Maybe it’s because I just finished Glee for the third time, or maybe it’s because Linkin Park frontman Chester Bennington recently passed away, but I got to thinking about why we care so much when celebrities die. People die every day- friends, family, strangers- but when a celebrity dies, everyone stops what they’re doing, tweets about it, and mourns for days or weeks at a time.
I remember exactly where I was June 25, 2009, when Michael Jackson died (my uncle’s study in Bogota), August 11, 2014, when Robin Williams died (touring Princeton University) and February 11, 2012 when Whitney Houston died (having brunch in Coral Gables). Ask me twenty years from now and I’ll still remember where I was and how I reacted. Spoiler alert: I cried.
And while it pains me to say this, I think I cried more when Cory Monteith died than when my own grandfather died. Granted, I was seven and didn’t really understand the concept of death, as compared to being fifteen and understanding what was happening. I had also spent the past four years getting to know Cory Monteith or at least Finn Hudson on a weekly basis.
I had spent my whole life listening to Whitney Houston and Michael Jackson on the radio and to this day will hear songs for the millionth time before realizing they’re Whitney Houston and Michael Jackson songs that had such a positive effect on my life and childhood. When they passed away and the idea that I would never see them on TV or hear them on the radio finally occurred to me, that’s when it hit me. The reason I cared so much, the reason we all care so much, is because we take these celebrities for granted.
Not a day goes by where I don’t think about how I one day won’t have my mom and dad around to help me and guide me. And yet I can’t begin to imagine what life without Taylor Swift would be. I’m not saying she means more to me than my parents, I think what happens is that we put celebrities on this pedestal, allowing them to become huge parts of us, these magical beings, and then we lose them, and are reminded of what humanity really is, that rock stars have problems, and sometimes old age takes you away, people get sick, and cars crash.
We don’t treat celebrities like people, we treat them like invincible heroes. That’s why it hurts so much when they die, because heroes aren’t supposed to die, they’re supposed to always be there.
We spend so much time listening to their music and watching their movies that we can’t even begin to imagine what our lives would be without them. They start to become a part of our lives and the glitz and glamour that come with fame allow us to forget that they’re real people.

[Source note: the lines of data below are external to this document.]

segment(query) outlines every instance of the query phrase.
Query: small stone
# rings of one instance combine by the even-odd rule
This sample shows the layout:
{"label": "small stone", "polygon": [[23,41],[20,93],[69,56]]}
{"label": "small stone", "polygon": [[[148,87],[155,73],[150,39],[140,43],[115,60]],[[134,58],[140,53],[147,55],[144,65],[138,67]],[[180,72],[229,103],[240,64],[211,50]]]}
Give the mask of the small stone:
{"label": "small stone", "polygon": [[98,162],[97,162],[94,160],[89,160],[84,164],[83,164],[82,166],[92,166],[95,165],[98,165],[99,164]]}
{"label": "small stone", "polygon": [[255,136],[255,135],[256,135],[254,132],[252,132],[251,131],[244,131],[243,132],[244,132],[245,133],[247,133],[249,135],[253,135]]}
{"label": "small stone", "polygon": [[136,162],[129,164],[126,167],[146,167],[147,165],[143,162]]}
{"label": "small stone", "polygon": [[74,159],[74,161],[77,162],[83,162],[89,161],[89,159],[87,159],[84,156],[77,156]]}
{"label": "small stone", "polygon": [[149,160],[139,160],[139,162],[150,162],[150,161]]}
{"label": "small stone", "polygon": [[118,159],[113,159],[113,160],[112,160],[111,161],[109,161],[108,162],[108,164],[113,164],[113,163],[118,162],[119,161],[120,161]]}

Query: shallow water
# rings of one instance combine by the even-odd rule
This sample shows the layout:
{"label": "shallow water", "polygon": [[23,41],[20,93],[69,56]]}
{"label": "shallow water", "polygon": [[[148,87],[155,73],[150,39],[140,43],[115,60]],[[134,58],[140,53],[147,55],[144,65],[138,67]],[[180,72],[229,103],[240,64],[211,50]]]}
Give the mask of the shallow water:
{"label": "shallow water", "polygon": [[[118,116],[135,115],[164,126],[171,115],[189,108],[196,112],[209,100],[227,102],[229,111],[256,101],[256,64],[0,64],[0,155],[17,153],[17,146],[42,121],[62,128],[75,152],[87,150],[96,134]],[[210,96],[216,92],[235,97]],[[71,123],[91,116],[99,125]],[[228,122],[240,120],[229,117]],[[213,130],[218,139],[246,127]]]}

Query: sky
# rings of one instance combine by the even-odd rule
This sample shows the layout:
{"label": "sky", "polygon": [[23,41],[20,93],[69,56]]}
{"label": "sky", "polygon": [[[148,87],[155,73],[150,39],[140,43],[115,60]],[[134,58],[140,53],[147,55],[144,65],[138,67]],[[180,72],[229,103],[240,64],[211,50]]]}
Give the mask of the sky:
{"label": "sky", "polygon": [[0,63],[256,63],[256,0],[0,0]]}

Eventually, the inevitability that is death catches up to them, and us, and we lose that part of our lives.
When we’re reminded of their humanity, we’re reminded of the effect they had on so many people, and that’s why we care so much. Not because they’re more important than anyone else, but because their deaths mean something different. They remind us that there are few certainties in life, one of which being that there will come a day where we, and everyone else we know, will no longer be here.
No one is immune to death, even those we idolize. It’s a hard pill to swallow sometimes, but I think that if anything, it reminds us to live our lives to the fullest and follow our dreams.